An increase in enforcement action by the French regulator should prove helpful for firms operating in the country.
Faster and more frequent: That is what French fund managers can expect in terms of enforcement from the country’s financial regulator the AMF going forward. At its annual forum for compliance officers held in March this year, the regulator confirmed it would aim to complete 60 inspections of firms in 2018 – double the number of the previous year.
About half of these would be new “spot inspections” or “contrôles courts”, an abridged inspection process that could in theory lead to rapid enforcement action if the regulator feels sanctions are warranted. Counterintuitively, that is good news for firms.
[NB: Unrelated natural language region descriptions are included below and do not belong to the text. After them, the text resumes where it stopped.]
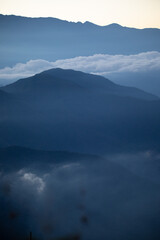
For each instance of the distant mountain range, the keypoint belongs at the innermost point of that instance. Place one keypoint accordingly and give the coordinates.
(25, 38)
(74, 111)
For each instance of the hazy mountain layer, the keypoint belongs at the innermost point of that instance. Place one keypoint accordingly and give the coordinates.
(68, 110)
(24, 38)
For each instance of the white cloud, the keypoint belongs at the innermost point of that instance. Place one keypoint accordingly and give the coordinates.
(34, 180)
(102, 64)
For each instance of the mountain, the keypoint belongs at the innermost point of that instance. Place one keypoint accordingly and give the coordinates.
(148, 81)
(25, 38)
(73, 111)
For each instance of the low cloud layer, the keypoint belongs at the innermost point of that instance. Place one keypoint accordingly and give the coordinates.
(102, 64)
(83, 200)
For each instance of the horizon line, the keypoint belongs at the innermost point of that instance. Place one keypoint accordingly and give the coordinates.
(85, 22)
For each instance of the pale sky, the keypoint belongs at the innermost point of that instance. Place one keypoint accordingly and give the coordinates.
(131, 13)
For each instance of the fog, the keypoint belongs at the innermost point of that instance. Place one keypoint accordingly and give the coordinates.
(114, 197)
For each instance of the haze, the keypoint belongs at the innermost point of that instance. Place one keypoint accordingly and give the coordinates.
(133, 13)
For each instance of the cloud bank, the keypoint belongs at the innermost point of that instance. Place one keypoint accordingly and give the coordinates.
(102, 64)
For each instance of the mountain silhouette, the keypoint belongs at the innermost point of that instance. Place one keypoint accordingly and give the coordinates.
(25, 38)
(74, 111)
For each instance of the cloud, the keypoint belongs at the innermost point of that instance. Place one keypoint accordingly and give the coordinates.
(102, 64)
(82, 198)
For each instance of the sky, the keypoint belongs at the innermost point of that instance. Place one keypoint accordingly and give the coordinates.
(131, 13)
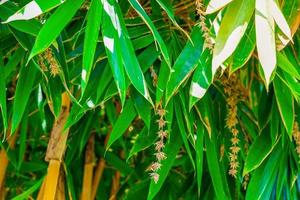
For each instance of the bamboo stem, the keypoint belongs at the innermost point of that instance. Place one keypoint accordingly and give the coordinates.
(55, 152)
(88, 170)
(99, 171)
(51, 180)
(4, 158)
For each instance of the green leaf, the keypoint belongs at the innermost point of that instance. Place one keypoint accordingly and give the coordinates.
(169, 11)
(201, 78)
(130, 61)
(232, 29)
(24, 87)
(182, 131)
(284, 63)
(122, 123)
(54, 25)
(284, 98)
(262, 176)
(29, 191)
(144, 140)
(280, 20)
(94, 18)
(185, 63)
(258, 152)
(142, 107)
(114, 54)
(215, 5)
(199, 154)
(33, 9)
(171, 149)
(244, 50)
(139, 9)
(3, 107)
(264, 23)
Although the new inspection regime could lead to enforcement against firms, that is not its primary function. Rather, the regulator is using these inspections to assess and understand current practice around certain key issues in the industry. Where it finds things working smoothly, it will move on. Where it identifies problems, there will be new guidance to clarify its expectations and inform the industry.
In this respect, the spot inspections are similar to the thematic reviews of the FCA in the UK. They are also part of a wider effort from the AMF to increase transparency, being clearer about both its priorities and requirements. It has also now committed to an annual statement outlining its enforcement priorities. This year these comprise five areas, including valuations, regulatory capital and practices around stock lending – areas where the spot inspections will focus.
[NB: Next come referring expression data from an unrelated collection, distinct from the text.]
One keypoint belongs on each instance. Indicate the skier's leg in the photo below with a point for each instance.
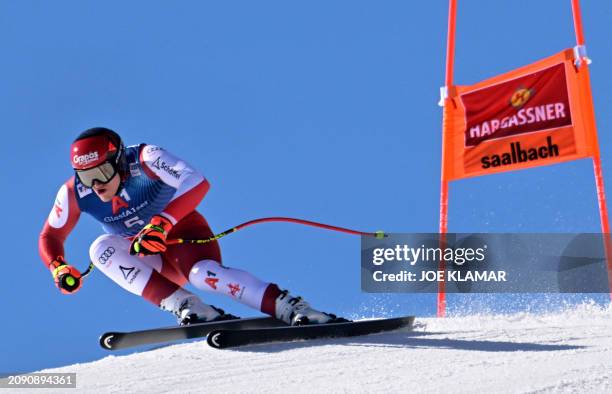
(201, 263)
(141, 276)
(247, 289)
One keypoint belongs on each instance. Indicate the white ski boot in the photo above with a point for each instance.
(297, 312)
(189, 309)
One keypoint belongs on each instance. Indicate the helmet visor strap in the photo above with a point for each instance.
(102, 173)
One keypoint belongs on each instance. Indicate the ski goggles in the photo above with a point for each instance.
(102, 173)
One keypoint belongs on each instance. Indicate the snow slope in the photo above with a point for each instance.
(568, 351)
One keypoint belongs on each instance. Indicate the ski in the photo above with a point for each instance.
(226, 337)
(124, 340)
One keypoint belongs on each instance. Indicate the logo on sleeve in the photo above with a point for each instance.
(129, 273)
(82, 190)
(59, 214)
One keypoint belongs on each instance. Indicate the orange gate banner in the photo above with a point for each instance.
(536, 115)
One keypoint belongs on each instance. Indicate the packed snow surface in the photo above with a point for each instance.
(569, 351)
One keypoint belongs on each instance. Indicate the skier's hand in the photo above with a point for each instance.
(152, 238)
(67, 278)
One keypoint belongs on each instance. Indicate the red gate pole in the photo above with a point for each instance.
(450, 60)
(599, 182)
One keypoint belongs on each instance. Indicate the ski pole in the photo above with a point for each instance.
(377, 234)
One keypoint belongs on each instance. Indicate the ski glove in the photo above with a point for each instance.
(67, 278)
(152, 238)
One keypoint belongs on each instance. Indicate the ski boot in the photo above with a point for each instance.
(189, 309)
(297, 312)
Again, there are international precedents here; the SEC publishes similar guidance each year. For France, though, the commitment to this level of transparency on enforcement priorities is new, and perhaps overdue.
A question of clarity
Both the publication of priorities and clarification of regulatory requirements will help firms know where they stand on important issues, which has arguably not been the case in the past. Recent cases on performance fee calculations stand out as an example of this, one of which has already been decided by the AMF.
In that decision, the AMF determined the method to calculate the fees had disadvantaged investors, despite that it was one of a number of other methods that could reasonably have been used. This was not disputed, but the regulator effectively ruled that where a variety of calculation methods were possible, the firm should consider them all and apply the one which was in the best interests of the investor. Failure to do so constituted overcharging1 – even though independent experts demonstrated that the impact on the performance fee of using another method was minimal.
Crucially, this specific requirement to consider other possible calculation methods was not stipulated anywhere in regulation or guidance.
It is arguable that the AMF’s position simply reflects the well-understood regulatory principle to act in the investor’s best interests. It is also perhaps right that, as in other areas, ignorance is no defense. Nevertheless, many firms in this jurisdiction will appreciate the increased insight that is now promised into the thinking of the regulator – and the increased opportunities to act accordingly to avoid enforcement action.